I decided to write about startup stock option expiration dates, given the ongoing discussion around the topic.

We like to believe, and are told by founders and hiring managers that we're being given a block of options to purchase shares in the company. We evaluate this grant, given the commonly presented "key terms" of strike price, company valuation, ownership %, etc., to have some value $X [1].

But what we're not explained is that we're actually given a block of options with expiration date of D (where D is most commonly length of tenure + 90 days). What I hadn't realized before is that this D really makes a difference in the value of an option.

Ask any trader about the value of an option, and they'll explain to you that short dated options are the cheapest, and option contracts (ex: puts, calls) become more expensive as the expiration dates become longer. Longer expiration dates directly translate to a higher intrinsic value of those options.

So going back to the option grant given to the startup employee, we can see that the expiration date clause on those options is actually a "key term" that is rarely, if ever, a point of contention. People negotiate for a larger number of options all the time (often trading salary for more options), but when's the last time someone tried to negotiate and trade the number of options for a longer expiration? That would actually be trading some amount of value for another amount of value, but it's never done.

But this is something you could do if you wanted to open a position on say, $AAPL, using options. You'd intently consider both the strike and the expiration date for an $AAPL option, and look at how much each would cost. A longer expiration contract with the same strike price will always cost more. Some hedge fund managers have very long dated (3+ years), out of money (ex: the strike price is higher than the current price) call options on Oil. Those contracts would be much cheaper if they'd expire in 3 months, not 3+ years.
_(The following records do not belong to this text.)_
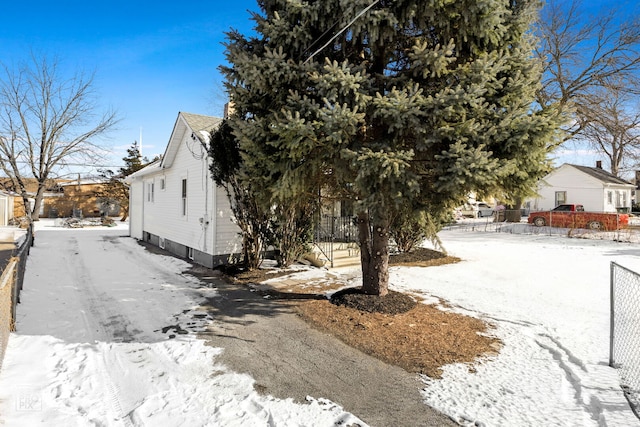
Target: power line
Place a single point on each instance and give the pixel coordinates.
(362, 12)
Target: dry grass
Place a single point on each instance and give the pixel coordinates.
(423, 339)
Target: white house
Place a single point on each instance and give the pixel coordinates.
(174, 203)
(593, 187)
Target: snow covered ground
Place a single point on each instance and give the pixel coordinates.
(546, 295)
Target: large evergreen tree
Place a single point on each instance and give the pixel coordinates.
(408, 103)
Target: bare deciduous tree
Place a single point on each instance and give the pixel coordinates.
(584, 55)
(47, 120)
(612, 126)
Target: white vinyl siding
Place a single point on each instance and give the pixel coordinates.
(183, 190)
(216, 234)
(580, 188)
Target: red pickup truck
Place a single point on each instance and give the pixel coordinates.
(574, 216)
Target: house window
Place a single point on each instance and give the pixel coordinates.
(150, 195)
(184, 197)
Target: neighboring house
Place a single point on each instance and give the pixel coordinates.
(175, 204)
(593, 187)
(76, 198)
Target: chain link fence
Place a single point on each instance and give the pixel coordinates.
(624, 350)
(6, 306)
(498, 223)
(14, 262)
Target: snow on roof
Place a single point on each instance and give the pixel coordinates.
(601, 175)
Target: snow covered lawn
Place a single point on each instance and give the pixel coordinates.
(548, 297)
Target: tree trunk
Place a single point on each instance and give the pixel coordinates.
(374, 254)
(35, 214)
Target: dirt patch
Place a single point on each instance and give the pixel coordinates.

So when we say "we've earned those options" (and thus they shouldn't be taken away by the 90 day exercise window), it's not entirely accurate. We've actually "earned those options with expiration D" (and other terms). Holding strike price constant, option grants with "equivalent value" with different expiration dates would mean that the longer the expiration date, the fewer options you should get.
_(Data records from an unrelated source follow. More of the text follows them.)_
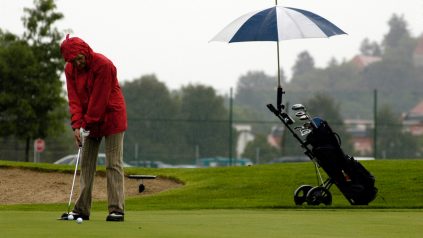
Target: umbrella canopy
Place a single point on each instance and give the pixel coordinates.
(276, 24)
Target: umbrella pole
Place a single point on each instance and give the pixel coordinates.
(279, 90)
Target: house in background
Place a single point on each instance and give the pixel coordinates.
(362, 61)
(413, 120)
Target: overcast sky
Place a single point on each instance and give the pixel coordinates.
(171, 38)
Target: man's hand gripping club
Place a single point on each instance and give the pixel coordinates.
(80, 134)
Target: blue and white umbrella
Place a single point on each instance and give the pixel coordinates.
(277, 24)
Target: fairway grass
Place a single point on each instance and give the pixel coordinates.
(235, 223)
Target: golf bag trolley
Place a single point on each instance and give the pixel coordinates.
(323, 147)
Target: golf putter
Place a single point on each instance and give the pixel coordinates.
(83, 134)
Of course, figuring out the value of a longer expiration date would be incredibly difficult. I certainly have no idea how to price this, especially given that the value of the underlying asset (the company) is already a bit of a black box in the first place. But this is something worth being aware of, so that we can understand that there is real value at stake in the ongoing expiration date discussion.

Remembering the Intent

BUT -- we shouldn't forget that if the founders' intent truly is to "give Z% of the company to an employee in a tax efficient manner" (like they say in all their conversations), and if "the value of the option grant as computed by the value of the underlying option contract" is not a concern, then the founders will not actually be "giving up" any value by lengthening option expiration since that value was inadvertently created and was never intended to be claimed by the founders/company in the first place.

In this case, a founder who wishes to be consistent with herself and her own narrative should adopt a long expiration option contract to make the reality of the situation as close to the narrative as possible, given the legal limitations. If the narrative's purpose was marketing spin to subtly over promise something to make the sale, then carry on. If the founder just wasn't aware of what's at stake and why this matters, I hope that the recent flurry of articles has made them aware of the need to become educated on the subject.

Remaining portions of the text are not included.